At this stage we also kick off a script that runs on one of the servers on each pair which lookups up for images that belonged to the new shard, and copies them over. We also use I/O throttling flags in rsync to avoid slowness in service upon cache missed on Varnish.

We need to wait for all syncs between old and new servers to complete, before we move to the next phase. This process for the images took 2 weeks to complete.

The metrics to monitor in this phase are:

Cache Miss Request Latency: this value is going to increase a bit because our copying process is taking a lot of I/O bandwidth, but if it increases drastically to a point that service SLAs are impacted, then you’d want to think about strategies to isolate the slowness. In our scenario, we used rsync’s throttling mechanism to slow down our process.

Phase II – Reconfigure Token Map

At this point, the new servers have the full copy of the images that they are responsible for serving based on their token map. The old servers however, still have the extra half which we will cleanup after there are no issues in the traffic.

migrating-live-traffic-to-image-service — Figure 3 – Reconfigure Token Map

In this stage, we want to remove the dual write mechanism from app servers to both old and new image server pairs.
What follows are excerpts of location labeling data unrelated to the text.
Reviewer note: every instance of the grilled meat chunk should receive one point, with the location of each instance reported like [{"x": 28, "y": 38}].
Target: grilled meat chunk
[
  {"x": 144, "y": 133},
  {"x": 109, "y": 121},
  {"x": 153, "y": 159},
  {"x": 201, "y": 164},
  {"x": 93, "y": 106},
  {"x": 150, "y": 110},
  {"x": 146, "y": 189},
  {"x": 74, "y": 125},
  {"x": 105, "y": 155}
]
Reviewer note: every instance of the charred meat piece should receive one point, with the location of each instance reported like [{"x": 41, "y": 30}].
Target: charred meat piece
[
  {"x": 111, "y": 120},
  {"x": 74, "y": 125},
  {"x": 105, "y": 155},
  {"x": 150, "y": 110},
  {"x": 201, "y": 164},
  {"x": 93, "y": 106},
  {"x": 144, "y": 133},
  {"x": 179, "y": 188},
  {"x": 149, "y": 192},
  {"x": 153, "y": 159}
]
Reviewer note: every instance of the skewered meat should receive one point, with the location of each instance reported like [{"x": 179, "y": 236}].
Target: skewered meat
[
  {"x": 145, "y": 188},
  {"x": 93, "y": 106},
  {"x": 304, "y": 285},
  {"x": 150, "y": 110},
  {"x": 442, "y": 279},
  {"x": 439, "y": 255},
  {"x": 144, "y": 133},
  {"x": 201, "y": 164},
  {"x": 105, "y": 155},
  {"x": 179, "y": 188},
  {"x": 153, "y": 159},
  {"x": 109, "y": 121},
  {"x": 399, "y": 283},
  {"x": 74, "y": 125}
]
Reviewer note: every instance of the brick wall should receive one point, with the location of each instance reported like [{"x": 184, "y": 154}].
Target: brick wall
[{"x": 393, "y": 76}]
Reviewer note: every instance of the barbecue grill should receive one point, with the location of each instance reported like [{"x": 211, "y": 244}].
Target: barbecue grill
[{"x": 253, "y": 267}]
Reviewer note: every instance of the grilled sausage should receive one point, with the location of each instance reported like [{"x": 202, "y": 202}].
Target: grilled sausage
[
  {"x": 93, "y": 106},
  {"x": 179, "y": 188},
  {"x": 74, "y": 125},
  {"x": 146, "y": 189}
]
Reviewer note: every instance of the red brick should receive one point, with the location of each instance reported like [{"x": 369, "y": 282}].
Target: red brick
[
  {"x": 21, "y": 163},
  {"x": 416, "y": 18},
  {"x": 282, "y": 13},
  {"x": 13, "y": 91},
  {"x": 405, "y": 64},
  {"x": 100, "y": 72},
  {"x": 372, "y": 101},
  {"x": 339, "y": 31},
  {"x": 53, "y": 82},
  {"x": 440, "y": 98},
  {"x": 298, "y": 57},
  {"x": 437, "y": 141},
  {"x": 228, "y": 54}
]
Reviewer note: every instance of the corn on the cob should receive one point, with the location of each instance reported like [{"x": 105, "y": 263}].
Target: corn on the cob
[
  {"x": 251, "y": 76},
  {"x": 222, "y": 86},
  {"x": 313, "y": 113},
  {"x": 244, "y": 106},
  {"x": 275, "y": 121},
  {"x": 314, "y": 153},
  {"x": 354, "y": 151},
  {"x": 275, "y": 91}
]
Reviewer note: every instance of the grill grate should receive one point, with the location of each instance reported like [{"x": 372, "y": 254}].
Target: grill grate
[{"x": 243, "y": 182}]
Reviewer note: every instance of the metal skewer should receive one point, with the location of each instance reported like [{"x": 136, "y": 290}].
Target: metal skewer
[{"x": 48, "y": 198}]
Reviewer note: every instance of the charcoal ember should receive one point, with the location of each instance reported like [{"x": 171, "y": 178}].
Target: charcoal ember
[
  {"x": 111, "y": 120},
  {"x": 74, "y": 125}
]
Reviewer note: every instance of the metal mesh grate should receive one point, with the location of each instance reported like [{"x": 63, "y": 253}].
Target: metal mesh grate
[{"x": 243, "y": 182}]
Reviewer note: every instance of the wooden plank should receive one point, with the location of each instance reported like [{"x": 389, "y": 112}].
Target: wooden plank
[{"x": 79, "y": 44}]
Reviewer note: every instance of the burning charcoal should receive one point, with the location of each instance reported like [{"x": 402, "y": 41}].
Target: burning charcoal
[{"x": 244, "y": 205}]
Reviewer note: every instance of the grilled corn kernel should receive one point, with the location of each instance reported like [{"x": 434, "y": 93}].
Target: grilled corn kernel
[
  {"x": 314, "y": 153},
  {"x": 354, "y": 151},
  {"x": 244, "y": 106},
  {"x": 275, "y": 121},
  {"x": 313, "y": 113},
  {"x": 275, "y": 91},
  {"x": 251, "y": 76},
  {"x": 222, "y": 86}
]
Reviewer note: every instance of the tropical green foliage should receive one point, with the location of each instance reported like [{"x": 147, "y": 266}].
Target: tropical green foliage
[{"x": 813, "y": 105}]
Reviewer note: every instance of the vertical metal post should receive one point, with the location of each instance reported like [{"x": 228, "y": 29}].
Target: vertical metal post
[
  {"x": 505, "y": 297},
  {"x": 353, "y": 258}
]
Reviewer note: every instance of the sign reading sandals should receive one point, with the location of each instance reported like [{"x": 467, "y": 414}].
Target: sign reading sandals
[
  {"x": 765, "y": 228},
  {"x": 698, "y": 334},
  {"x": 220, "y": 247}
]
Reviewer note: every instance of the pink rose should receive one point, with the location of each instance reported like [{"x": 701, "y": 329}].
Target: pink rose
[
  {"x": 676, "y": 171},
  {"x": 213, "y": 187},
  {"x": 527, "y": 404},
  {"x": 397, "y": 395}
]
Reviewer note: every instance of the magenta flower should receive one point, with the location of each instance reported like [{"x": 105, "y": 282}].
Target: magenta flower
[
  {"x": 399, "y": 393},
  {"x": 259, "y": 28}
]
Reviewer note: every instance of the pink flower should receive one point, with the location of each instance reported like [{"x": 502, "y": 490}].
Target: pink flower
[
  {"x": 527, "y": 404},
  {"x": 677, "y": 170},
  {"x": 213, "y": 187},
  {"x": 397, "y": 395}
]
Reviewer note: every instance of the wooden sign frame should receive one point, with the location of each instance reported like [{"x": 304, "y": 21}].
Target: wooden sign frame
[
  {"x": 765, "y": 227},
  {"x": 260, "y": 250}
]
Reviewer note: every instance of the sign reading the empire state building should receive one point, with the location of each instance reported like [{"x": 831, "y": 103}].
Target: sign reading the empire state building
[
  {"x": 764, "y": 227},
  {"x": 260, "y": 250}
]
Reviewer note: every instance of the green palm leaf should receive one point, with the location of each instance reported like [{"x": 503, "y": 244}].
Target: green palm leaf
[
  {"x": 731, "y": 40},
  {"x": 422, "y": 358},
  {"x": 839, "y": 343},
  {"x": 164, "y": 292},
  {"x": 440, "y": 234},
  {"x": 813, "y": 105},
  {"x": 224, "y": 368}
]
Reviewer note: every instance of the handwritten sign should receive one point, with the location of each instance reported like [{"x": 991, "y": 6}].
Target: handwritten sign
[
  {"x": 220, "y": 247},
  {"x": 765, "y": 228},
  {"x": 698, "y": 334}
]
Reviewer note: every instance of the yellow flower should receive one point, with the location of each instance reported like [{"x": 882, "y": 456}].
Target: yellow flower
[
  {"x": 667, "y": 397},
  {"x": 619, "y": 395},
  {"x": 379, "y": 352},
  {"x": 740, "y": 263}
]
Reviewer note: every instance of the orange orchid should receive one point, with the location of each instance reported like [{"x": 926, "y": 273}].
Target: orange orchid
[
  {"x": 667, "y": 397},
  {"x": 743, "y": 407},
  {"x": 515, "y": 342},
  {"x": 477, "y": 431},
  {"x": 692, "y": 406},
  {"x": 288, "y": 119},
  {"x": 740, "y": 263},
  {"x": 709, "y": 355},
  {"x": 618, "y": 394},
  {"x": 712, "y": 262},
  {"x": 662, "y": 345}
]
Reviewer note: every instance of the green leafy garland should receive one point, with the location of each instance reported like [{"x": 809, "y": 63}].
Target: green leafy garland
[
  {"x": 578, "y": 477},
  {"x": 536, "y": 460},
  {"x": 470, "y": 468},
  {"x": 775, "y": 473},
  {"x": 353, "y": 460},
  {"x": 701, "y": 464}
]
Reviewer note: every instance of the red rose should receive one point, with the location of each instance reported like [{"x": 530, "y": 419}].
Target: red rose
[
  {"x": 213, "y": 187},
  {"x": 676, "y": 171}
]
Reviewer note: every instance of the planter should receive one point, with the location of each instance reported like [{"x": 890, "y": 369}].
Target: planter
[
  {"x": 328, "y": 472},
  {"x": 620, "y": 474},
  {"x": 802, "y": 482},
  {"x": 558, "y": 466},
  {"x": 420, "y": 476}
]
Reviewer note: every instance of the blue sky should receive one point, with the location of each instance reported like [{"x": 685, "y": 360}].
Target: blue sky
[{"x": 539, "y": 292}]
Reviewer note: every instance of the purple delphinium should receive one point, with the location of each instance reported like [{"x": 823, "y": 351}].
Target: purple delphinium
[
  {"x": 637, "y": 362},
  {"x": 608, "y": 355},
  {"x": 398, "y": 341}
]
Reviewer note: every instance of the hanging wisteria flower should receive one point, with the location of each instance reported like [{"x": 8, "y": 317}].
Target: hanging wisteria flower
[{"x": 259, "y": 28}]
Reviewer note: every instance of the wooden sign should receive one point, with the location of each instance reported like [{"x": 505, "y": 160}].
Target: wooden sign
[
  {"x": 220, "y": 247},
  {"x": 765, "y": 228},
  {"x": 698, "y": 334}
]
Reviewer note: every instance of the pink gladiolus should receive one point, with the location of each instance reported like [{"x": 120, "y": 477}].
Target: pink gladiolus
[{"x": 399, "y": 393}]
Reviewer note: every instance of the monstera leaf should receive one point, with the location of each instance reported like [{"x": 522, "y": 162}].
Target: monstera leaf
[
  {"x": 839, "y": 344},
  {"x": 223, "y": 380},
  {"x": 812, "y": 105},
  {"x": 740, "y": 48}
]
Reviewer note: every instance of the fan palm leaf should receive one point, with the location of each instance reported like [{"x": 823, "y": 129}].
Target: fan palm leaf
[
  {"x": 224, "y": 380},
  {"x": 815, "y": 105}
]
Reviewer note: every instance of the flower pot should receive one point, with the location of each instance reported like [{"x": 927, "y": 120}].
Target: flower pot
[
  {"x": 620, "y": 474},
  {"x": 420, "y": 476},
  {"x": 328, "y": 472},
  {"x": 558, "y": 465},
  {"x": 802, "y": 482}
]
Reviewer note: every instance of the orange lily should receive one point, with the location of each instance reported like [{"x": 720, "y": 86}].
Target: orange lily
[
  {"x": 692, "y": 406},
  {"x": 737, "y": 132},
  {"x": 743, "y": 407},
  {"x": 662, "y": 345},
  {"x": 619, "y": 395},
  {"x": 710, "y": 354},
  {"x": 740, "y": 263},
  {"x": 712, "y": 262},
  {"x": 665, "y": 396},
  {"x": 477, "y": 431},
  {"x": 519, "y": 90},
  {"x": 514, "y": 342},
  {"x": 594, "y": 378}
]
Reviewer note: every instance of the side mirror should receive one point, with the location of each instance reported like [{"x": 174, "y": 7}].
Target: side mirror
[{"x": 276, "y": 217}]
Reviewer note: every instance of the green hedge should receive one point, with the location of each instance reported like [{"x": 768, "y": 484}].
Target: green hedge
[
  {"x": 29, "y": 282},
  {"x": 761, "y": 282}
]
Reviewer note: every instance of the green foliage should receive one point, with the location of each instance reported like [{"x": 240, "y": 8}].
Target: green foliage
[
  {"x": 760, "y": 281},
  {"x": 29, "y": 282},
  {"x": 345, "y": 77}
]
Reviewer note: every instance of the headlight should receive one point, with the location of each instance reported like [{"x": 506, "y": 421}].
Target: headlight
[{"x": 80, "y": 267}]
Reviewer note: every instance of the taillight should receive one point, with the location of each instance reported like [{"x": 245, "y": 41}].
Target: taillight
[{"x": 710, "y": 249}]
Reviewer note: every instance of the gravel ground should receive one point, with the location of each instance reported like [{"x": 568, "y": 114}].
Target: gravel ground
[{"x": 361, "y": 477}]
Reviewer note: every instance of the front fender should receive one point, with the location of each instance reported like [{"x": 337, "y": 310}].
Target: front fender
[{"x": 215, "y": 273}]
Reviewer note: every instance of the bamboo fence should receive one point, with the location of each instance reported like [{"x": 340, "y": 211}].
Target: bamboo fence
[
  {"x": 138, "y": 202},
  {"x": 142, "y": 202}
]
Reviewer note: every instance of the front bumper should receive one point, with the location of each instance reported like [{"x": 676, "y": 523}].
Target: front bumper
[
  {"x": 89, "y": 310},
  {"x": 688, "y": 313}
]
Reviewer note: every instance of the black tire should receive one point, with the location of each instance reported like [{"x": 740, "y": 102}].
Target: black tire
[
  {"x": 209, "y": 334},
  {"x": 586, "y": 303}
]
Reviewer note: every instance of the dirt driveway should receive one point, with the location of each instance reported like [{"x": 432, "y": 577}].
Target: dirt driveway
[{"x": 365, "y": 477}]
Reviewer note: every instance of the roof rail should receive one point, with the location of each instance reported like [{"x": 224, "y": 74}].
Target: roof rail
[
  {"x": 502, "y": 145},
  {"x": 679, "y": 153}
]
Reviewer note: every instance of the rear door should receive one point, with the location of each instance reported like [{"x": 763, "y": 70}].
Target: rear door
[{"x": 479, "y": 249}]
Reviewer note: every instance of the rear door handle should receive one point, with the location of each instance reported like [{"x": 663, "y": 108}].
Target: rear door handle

We simply do this by reconfiguring the token map assigned to each server pair to only own their equal share of tokens. At this stage we also reconfigure Varnish cache nodes logic to handle the new token map and use all server pairs as backends.

Good metrics to monitor to ensure everything is good in this setup are:

Cache Hit Ratio: this metric should not be affected as we only changed the origin backend.
Cache Miss Request Latency: this is the latency for loading images from origin server pairs. Since we doubled the capacity, the latency should be decreased since I/O should be less stressed. This metric is a proxy for I/O performance, but if we desired to drill down, we could also look at disk I/O latency which could have gone down since each disks load is split by half.
Cache Miss Request Status: this is the HTTP status code of the requests being sent to the origin server pairs. If everything is copied fine and the configuration maps are correct, there should not be any increase on 404 Not Found status codes unless the requested file name is bogus. If this increases, it could mean that some files are missing or the token map configuration is not sending requests to the right server pair.

Phase III – Cleanup

For the cleanup, we just executed a script that deleted the files that were moved to the new servers and were no longer belonging to the old server’s token range. In this phase, we also used strategies to throttle I/O. Since Linux rm command doesn’t come up with its own throttling flag, we used ionice to throttle the disk I/O.

Conclusion and Next Steps

Time and service continuity was the biggest influencer in implementing this scaling strategy. The solution, gave us enough headroom to operate for a few more months, while we strategize around moving this to the cloud for good. The performance of this architecture was good enough to meet the maximum of 150ms object load time, but that performance goal is based solely on serving North America region and not the entire world. We learned that how difficult is it to scale this cluster and why it won’t work for the long run. All other problems remained unsolved until we move this to the cloud as the next step.